Ferzan sonuçta hepimizin sevdiği bir yönetmen. Her seferinde ışığını, müziğini, karakterlerini gülümseyerek hatırladığımız, Sezen Aksu şarkıları ile renklenen birbirinden güzel filmleri var. Cahil Periler favorim. Ama Karşı Pencere ya da Mükemmel Bir Gün’ü saymazsam da olmaz. Hali ile İstanbul Kırmızısı hepimize iyi gelir diye düşündük. Ki ben bundan 3 sene önce İstanbul Kırmızısı’nın kitabını okurken de tam bunu düşünmüştüm. Doktor kapısında sıra bekliyordum, doktorun ameliyatı uzadı ve kitap iki buçuk saatte elimden kaydı, gitti. Tamam, ona buna dokundurma (Gezi ve benzeri…) klişeleşmiş İstanbul şeyleri olmakta birlikte, annesi, çocukluğu, birlikte büyüdüğü kadınlarla birlikte yine gülümsenerek biten bi kitaptı.

Filme gitmeden önce merak ettiğim şey, Tolga Örnek’in Kaybedenler Kulübü’nde yaptığını yapıp yapmadığı oldu. Sonuçta Tolga Örnek’in yaptığı çok zekiceydi. Kitabın filmini çekmeye kalksa, herkes karşılaştırma yapacaktı. O, kitapta anlatılmayan karakterlerin filmini çekmeyi tercih etti. Böylece yeni bir hikaye yazdı ve herkes çok beğendi.

Bir de kafama takılan, filmin İstanbul galasının ardından yapıl(a)mayan yorumlar oldu. Filme girmeden önce güçlü oyuncu kadrosu nedeniyle methiyeler düzenlerin tamamının yüzünde bi kekremsilik vardı film çıkışında. Kimi “İstanbul’un unuttuğumuz sesleri ile film bizi yeniden buluşturdu” dedi, kimi “Zaten gelmeden önce de açtım. Ferzan’ın her zamanki kocaman sofraları beni iyice acıktırdı, hemen yemek yemeye gidiyoruz” dedi.

Sonuçta, birbirinden ünlü kişileri aynı filmde buluşturmak her zaman bir risktir. Hayran kitlelerine dayanarak filmin iyi bir gişe hasılatı yakalayacağını garanti edersiniz de… o kadar. Tamam, kimse bir Ocean’s Eleven beklemiyor belki ama…

Nejat İşler’in artık her konuşmasına yapışan korkunç, çarpık gülüşü, Mehmet Günsür’ün “Hay dilin kopaydı da söylemeyeydin!” dedirten ‘keşke’leri… monolog mu diyalog mu olduğu anlaşılmayan metin, Halit Ergenç’in ensesi elbette… Tuba Büyüküstün’ün göz süzmekten ve el detaylarından başka bir şey bulamamak çok üzücüydü. Herkesin en kötü oyunculuğu bir araya mı gelir!

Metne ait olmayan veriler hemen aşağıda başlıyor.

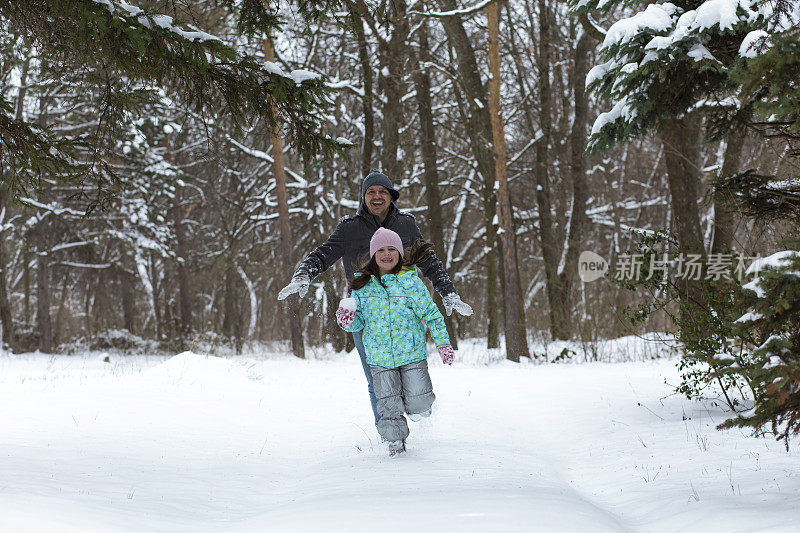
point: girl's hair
(419, 252)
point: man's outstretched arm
(317, 262)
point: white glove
(298, 284)
(452, 302)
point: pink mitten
(345, 317)
(447, 354)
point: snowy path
(208, 444)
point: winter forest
(167, 164)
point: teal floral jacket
(392, 317)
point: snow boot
(396, 446)
(416, 417)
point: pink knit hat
(385, 237)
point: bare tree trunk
(563, 328)
(298, 348)
(479, 130)
(126, 285)
(393, 55)
(516, 336)
(6, 316)
(229, 304)
(43, 302)
(681, 139)
(433, 196)
(369, 113)
(724, 210)
(550, 247)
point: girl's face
(387, 258)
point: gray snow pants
(405, 389)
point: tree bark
(681, 140)
(550, 247)
(433, 196)
(43, 321)
(296, 333)
(393, 55)
(479, 130)
(6, 316)
(516, 336)
(368, 111)
(126, 286)
(563, 326)
(724, 206)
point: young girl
(390, 302)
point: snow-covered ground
(272, 443)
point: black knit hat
(376, 177)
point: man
(350, 241)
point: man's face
(378, 200)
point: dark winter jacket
(350, 241)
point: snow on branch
(455, 12)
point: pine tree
(126, 57)
(774, 319)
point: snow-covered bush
(773, 318)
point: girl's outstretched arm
(426, 310)
(349, 315)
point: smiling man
(350, 241)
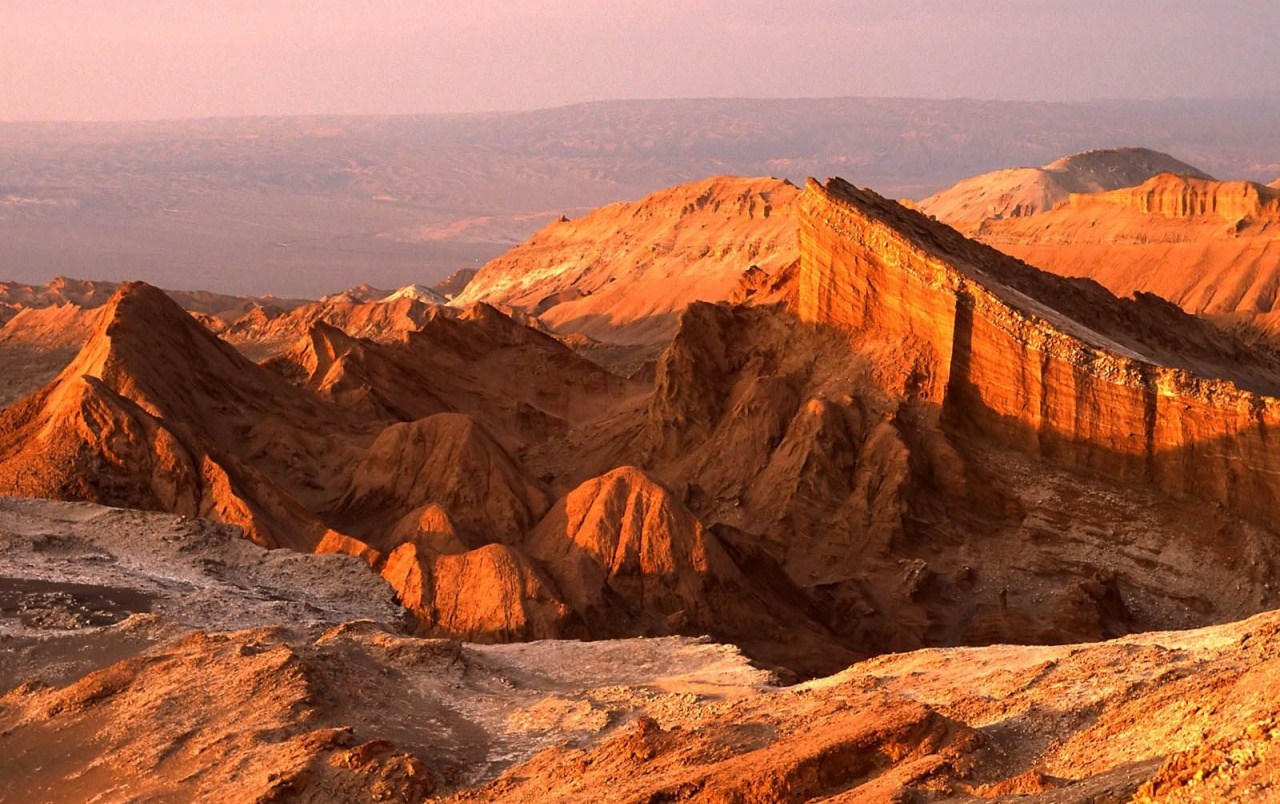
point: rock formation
(625, 272)
(1018, 192)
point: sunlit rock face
(1051, 366)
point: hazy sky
(128, 59)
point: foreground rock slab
(151, 657)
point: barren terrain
(306, 206)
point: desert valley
(746, 489)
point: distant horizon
(67, 60)
(1226, 99)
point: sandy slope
(242, 683)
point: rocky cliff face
(1006, 351)
(1018, 192)
(625, 272)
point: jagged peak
(415, 292)
(142, 328)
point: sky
(156, 59)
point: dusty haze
(142, 59)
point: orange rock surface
(626, 270)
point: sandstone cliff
(1018, 192)
(624, 272)
(1048, 366)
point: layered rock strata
(1048, 366)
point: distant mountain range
(306, 206)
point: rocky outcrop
(1055, 369)
(1018, 192)
(626, 270)
(622, 546)
(1183, 196)
(156, 412)
(447, 460)
(489, 594)
(524, 384)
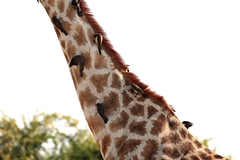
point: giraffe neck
(129, 121)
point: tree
(205, 142)
(42, 138)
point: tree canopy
(46, 136)
(49, 137)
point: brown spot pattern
(51, 3)
(138, 127)
(204, 156)
(208, 150)
(99, 81)
(66, 25)
(119, 122)
(88, 59)
(71, 51)
(183, 133)
(87, 97)
(126, 99)
(61, 6)
(116, 83)
(95, 123)
(217, 156)
(71, 12)
(47, 9)
(150, 150)
(186, 148)
(151, 111)
(90, 36)
(63, 44)
(111, 103)
(79, 36)
(106, 141)
(58, 32)
(194, 157)
(100, 61)
(126, 146)
(77, 78)
(172, 124)
(137, 110)
(159, 125)
(172, 138)
(171, 152)
(135, 158)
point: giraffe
(127, 119)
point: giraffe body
(138, 127)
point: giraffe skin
(138, 127)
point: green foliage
(205, 142)
(45, 137)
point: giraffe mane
(119, 62)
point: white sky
(187, 51)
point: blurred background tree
(49, 137)
(46, 136)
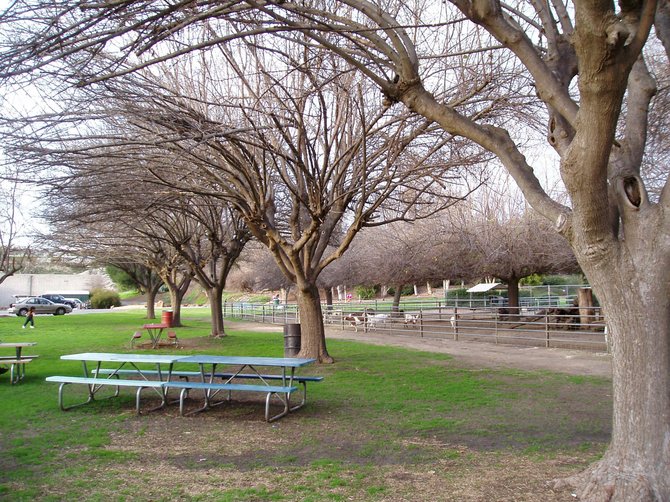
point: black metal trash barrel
(291, 340)
(167, 318)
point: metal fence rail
(529, 326)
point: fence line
(554, 327)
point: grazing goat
(356, 319)
(411, 319)
(376, 319)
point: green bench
(224, 376)
(17, 367)
(208, 388)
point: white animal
(356, 319)
(411, 319)
(375, 320)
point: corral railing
(528, 326)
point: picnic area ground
(457, 421)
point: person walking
(30, 318)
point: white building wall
(39, 284)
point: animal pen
(558, 327)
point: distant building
(68, 285)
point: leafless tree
(295, 151)
(506, 239)
(12, 255)
(577, 62)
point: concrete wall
(38, 284)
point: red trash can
(166, 318)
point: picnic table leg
(285, 411)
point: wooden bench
(16, 364)
(94, 384)
(224, 376)
(207, 387)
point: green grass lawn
(379, 410)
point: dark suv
(59, 299)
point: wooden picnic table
(155, 331)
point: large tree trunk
(329, 298)
(177, 293)
(312, 333)
(215, 296)
(397, 293)
(636, 466)
(151, 301)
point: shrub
(406, 290)
(104, 299)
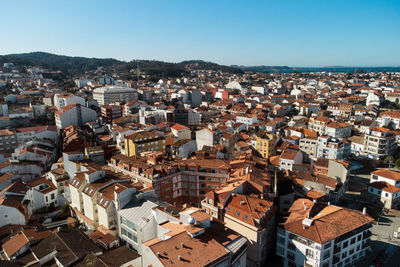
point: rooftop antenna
(137, 70)
(275, 184)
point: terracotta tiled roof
(393, 175)
(328, 221)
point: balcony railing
(367, 234)
(335, 259)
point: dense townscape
(215, 167)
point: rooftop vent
(307, 222)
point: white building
(42, 194)
(333, 148)
(385, 187)
(181, 131)
(62, 100)
(113, 94)
(316, 234)
(247, 119)
(74, 115)
(289, 158)
(205, 137)
(389, 117)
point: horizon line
(231, 65)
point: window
(291, 256)
(309, 253)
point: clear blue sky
(280, 32)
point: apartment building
(74, 115)
(338, 129)
(144, 141)
(250, 216)
(387, 117)
(318, 124)
(205, 137)
(317, 234)
(64, 99)
(289, 159)
(266, 144)
(8, 140)
(384, 187)
(110, 112)
(333, 148)
(112, 94)
(308, 145)
(379, 142)
(248, 119)
(96, 197)
(181, 131)
(42, 194)
(177, 181)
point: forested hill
(79, 65)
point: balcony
(335, 259)
(365, 245)
(367, 234)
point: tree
(397, 163)
(389, 160)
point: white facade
(204, 137)
(249, 120)
(299, 251)
(11, 215)
(72, 116)
(113, 94)
(63, 100)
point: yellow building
(266, 145)
(140, 142)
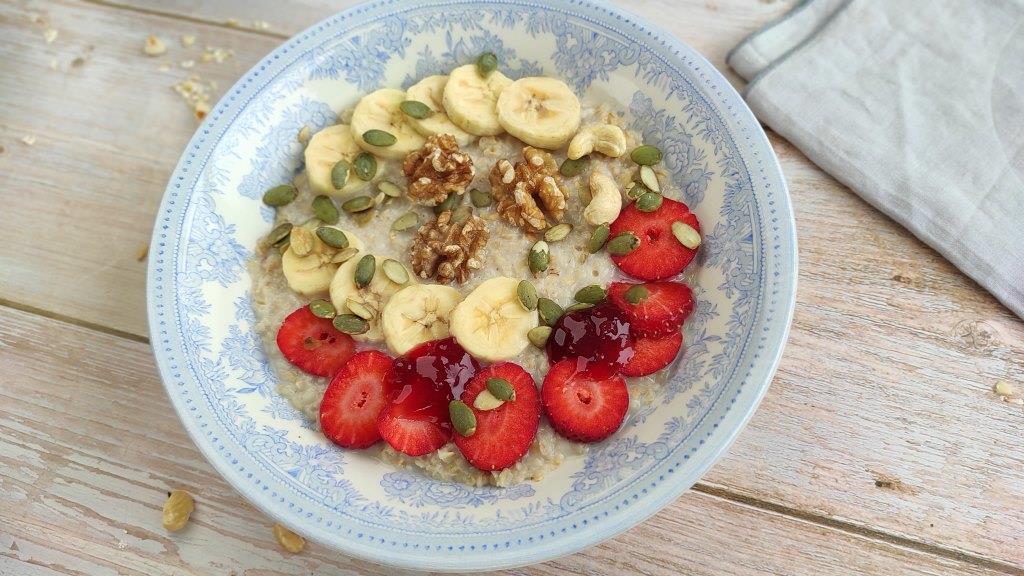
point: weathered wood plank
(89, 446)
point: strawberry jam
(597, 337)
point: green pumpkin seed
(649, 202)
(379, 137)
(394, 271)
(463, 419)
(486, 64)
(623, 244)
(686, 235)
(480, 199)
(280, 195)
(322, 309)
(646, 155)
(365, 166)
(350, 324)
(539, 336)
(333, 237)
(636, 294)
(527, 294)
(549, 311)
(406, 221)
(339, 174)
(501, 388)
(591, 294)
(598, 238)
(325, 210)
(557, 233)
(571, 168)
(365, 270)
(357, 204)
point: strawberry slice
(313, 344)
(660, 307)
(650, 355)
(659, 255)
(583, 405)
(354, 400)
(505, 434)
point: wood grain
(89, 447)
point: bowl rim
(719, 440)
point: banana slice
(430, 91)
(418, 314)
(379, 111)
(371, 298)
(326, 149)
(312, 274)
(469, 99)
(541, 112)
(491, 323)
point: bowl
(211, 217)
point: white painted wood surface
(880, 449)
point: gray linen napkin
(918, 106)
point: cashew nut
(606, 138)
(605, 202)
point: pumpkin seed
(571, 168)
(365, 166)
(501, 388)
(557, 233)
(365, 270)
(325, 210)
(686, 235)
(646, 155)
(485, 64)
(333, 237)
(416, 109)
(323, 309)
(463, 419)
(177, 509)
(549, 311)
(649, 202)
(357, 204)
(480, 199)
(280, 195)
(339, 174)
(636, 294)
(623, 244)
(591, 294)
(598, 238)
(394, 271)
(379, 137)
(350, 324)
(406, 221)
(539, 335)
(527, 294)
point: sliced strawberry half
(354, 400)
(660, 307)
(313, 344)
(582, 405)
(659, 255)
(505, 434)
(650, 355)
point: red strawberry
(658, 312)
(659, 255)
(354, 400)
(313, 344)
(505, 434)
(582, 405)
(650, 355)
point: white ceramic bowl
(211, 217)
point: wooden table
(881, 447)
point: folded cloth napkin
(918, 106)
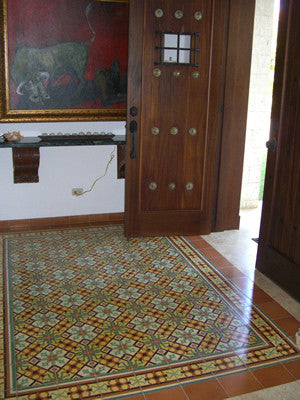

Mehmet Günsür, “İstanbul Kırmızısı, benim Ferzan’la Hamam filmini çekmemin üzerinden tam da 20 yıl geçerken vizyona girdiği için çok heyecanlıyım” demiş röportajında. Yazık olmuş heyecanına. 20 yıl önce Hamam’da Mehmet Günsür’ü sevgilisiyle hamamda seviştirip Hamamcılar Odası’nı ayağa kaldıran Ferzan Özpetek bu kez imajlarına zarar gelmesin(!) diye, aralarında aşk olduğu sürekli olarak ima(!) edilen Nejat İşler ve Mehmet Günsür’ü aynı kareye sokmamış bile. Bir tek sahnede bile! Her konuya dokunayım. eleştirimi de yapmadan geçmeyeyim kafası elbette bu filmde de kendini göstermiş ama keşke göstermeseymiş. İstanbul’u gezen karakterlerin yanından geçtiği Cumartesi Anneleri, eyleme giden, eli pankartlı gençler, doğuda köyü terör nedeniyle yıkıldığı için göç etmek zorunda kalan hizmetçi kızın abisi ve ailesi… Eleştiriyormuş gibi ama eleştiri değil. İstese de kimse o eleştiriyi üzerine alınamaz!

Sonuçta Ferzan da Tolga Örnek’in yolundan gitmiş ve kitabı ile isim benzerliği dışında neredeyse hiç alakası olmayan bir film çekmiş. Ferzan’ın bu suya, sabuna dokunmaz hali için elbette pek çok şey söylenebilir. Bugünün siyasi durumundan girer, onun yaşlanması ile birlikte isyanını ılımanlaştıran karakterinden çıkar, evlenince eşini bulmuş olmanın getirdiği sükunetten baya bir yol kat ederiz. Daha önce dediğim gibi, sadece hayranları gidecek olsa her bir karakterin, o bile gişeyi kurtarmasına yeter de…

Yaşadığımız hayal kırıklığına paha biçilemez!